Sunspot activity rose to around 250 by 19 April, nearly doubling in just a week and more than 4 times higher than at the beginning of the month. Aside numerous small to medium sized sunspot groups, there was a huge sunspot complex in the southern solar hemisphere consisting of at least 5 sunspot groups. None of these groups contained large sunspots, but they were composed of many small spots. From 17 April onwards, most of the M-class flaring originated from the central portion of this complex (active regions NOAA 3643/3645/3647). This is also the location where complex sunspot group NOAA 3615 developed during the previous solar rotation (comparison ; STCE newsitem). The SDO/HMI clips underneath show white light imagery of the Sun and of the sunspot complex in the southern hemisphere from 17 to 21 April.
The most notable eruptive activity came from active region NOAA 3638, a rather small and deceivingly simple member of this sunspot complex located to the southwest ("lower right"). It produced numerous jetlike eruptions which were associated with relatively narrow coronal mass ejections (CMEs). These CME puffs were mostly directed south of the ecliptic (the plane created by the Earth in its yearly orbit around the Sun), though some of the wider CMEs may have an earth-directed component. The imagery underneath shows extreme ultraviolet images from GOES/SUVI (top row) and combined with coronagraphic imagery by SOHO/LASCO C2 (bottom row). Difference imagery, i.e. one image subtracted from the next, were used for the latter. The left column shows a jet with its associated CME early on 18 April, the right column shows an impressive prominence eruption (unrelated to the activity in the sunspot complex) early on 19 April.

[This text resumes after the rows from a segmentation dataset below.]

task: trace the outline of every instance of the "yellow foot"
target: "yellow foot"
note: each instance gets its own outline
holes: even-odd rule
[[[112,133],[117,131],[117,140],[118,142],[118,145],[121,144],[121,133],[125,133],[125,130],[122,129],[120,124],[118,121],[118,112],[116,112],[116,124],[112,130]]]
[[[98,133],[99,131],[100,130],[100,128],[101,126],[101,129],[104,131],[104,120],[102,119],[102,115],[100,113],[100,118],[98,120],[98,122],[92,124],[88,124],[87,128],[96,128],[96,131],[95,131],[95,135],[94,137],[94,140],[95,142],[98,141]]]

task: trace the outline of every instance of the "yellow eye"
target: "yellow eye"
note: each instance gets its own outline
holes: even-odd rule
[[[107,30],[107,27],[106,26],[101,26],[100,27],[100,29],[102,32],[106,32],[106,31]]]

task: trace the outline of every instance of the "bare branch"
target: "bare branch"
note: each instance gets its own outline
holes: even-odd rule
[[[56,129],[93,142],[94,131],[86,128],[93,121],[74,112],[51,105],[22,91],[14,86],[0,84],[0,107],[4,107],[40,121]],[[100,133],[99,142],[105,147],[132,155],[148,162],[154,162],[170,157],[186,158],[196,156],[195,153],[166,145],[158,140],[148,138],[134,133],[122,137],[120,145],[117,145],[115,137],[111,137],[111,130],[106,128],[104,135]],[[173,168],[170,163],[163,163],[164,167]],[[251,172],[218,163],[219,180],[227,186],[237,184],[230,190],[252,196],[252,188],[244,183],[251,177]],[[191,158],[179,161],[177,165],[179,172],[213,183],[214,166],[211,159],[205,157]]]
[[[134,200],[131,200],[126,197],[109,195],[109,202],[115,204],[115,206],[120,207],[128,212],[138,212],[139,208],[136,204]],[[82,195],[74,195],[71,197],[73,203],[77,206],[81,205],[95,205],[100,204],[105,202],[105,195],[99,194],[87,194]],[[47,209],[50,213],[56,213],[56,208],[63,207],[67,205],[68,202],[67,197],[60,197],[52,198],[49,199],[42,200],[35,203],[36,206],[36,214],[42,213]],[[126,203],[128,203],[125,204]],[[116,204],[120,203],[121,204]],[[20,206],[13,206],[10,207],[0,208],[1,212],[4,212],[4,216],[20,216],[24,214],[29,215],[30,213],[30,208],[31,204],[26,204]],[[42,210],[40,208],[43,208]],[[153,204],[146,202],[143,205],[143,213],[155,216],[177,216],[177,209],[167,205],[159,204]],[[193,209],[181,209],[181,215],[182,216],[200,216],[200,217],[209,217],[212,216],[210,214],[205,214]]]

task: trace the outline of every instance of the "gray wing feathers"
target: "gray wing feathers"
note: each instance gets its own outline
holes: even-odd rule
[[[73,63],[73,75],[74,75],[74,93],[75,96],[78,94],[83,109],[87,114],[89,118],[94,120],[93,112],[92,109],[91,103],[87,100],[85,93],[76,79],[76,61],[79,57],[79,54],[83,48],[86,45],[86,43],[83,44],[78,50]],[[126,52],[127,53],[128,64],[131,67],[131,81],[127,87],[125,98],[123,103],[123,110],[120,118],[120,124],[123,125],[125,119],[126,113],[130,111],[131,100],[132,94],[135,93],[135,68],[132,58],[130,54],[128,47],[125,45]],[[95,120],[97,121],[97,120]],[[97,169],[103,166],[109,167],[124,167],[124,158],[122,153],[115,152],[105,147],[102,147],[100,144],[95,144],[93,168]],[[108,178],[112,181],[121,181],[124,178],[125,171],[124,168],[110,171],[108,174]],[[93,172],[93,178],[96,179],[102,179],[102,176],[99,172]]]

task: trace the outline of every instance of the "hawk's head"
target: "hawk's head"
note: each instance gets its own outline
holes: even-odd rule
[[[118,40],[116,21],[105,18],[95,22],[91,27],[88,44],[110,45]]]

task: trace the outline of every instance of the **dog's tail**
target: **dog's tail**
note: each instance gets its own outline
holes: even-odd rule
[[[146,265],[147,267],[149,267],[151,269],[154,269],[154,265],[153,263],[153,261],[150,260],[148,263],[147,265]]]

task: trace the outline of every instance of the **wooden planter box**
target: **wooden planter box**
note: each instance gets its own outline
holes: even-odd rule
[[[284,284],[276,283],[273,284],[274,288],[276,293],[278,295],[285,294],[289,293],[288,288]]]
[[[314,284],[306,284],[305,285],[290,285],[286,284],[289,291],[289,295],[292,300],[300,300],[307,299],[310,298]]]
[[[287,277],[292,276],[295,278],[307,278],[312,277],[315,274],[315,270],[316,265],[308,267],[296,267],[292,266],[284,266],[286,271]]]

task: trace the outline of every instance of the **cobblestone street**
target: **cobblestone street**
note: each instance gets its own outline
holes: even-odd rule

As the sunspot complex rotated from the south-eastern quadrant over the central meridian into the southwestern quadrant, NOAA 3638's puffs could also be traced in the CACTus diagram where a string of relatively narrow CMEs could be followed from east over south to west from 18 to 21 April, as annotated in the diagram underneath (white dashed line). In this diagram, the entire solar limb is stretched over a horizontal line with the principal directions (South West North East) indicated, and time moving upward. CMEs are then the short, horizontal, colored strings as observed moving in a direction. To the right of this diagram is a compilation tracing a jet from its source (NOAA 3638 - white light overlay) to its associated CME annotated with the green dashed line. The green color corresponds to the green color of the related CME early on 18 April on the CACTus diagram. Not all of the CMEs in the annotated portion of this diagram are related to CMEs from NOAA 3638, there are also some farside CMEs, and from 21 April onwards, some of the CMEs were associated with jetlike eruptions in NOAA 3636, 20 degrees to the west ("right") of NOAA 3638.